Abstract
Mercury is a persistent environmental pollutant arising from anthropogenic and natural sources. Gaseous oxidized mercury (GOM) is significantly more water soluble than elemental Hg and should be the main form responsible for deposition unto environmental sinks, however, the speciation of GOM is poorly understood due to its relatively low concentrations and labile nature. We investigated ion-molecule chemistry of gas-phase HgCl2 with SF6 -, CO3 -, and CO2·O2 - reagent ions by ion-drift chemical ionization mass spectrometry.
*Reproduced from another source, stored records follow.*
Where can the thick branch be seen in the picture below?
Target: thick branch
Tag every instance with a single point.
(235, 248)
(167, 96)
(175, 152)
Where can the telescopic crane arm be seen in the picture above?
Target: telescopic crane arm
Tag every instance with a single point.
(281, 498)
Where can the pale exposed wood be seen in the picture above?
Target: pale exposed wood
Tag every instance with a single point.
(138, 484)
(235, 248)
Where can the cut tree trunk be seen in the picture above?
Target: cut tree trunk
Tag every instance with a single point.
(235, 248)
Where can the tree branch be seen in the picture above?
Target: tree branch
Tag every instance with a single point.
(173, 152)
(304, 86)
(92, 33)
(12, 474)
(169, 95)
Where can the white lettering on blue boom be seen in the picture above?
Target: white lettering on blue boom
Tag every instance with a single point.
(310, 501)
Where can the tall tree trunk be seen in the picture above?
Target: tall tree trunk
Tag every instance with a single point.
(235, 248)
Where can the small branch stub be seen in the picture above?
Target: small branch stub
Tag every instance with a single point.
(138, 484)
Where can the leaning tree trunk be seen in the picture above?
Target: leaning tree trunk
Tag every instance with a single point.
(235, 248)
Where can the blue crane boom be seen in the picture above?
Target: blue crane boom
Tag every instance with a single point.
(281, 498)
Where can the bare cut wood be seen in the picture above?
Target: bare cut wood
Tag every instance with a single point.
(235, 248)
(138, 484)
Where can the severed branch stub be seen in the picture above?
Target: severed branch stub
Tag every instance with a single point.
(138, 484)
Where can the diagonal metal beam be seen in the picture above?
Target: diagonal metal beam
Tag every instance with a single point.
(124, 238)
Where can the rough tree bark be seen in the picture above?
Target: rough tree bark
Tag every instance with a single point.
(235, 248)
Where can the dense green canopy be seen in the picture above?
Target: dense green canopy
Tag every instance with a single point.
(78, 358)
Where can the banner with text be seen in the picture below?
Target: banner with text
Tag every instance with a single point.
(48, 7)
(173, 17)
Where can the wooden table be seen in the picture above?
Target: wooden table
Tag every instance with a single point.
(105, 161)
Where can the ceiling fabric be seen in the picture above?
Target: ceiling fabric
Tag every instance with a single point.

Additionally, DFT and ab-initio computations coupled with rate constant calculations based on average dipole orientation (ADO) theory were used to evaluate the product stability, elucidate reaction pathways and corroborate experimental results. We found that the reaction of HgCl2 with SF6 -, CO3 -, and CO2·O2 - forms HgCl2·F- , HgCl2·CO3 -, HgCl2O- , and HgCl2O2 - product ions. These reactions are efficient in converting gaseous oxidized mercury to molecular ions, although competing reactions with O3, NOx, and H2O may limit their application in atmospheric applications. The calculated stability of the complexes is in the 11 to 57 kcal-mol-1range.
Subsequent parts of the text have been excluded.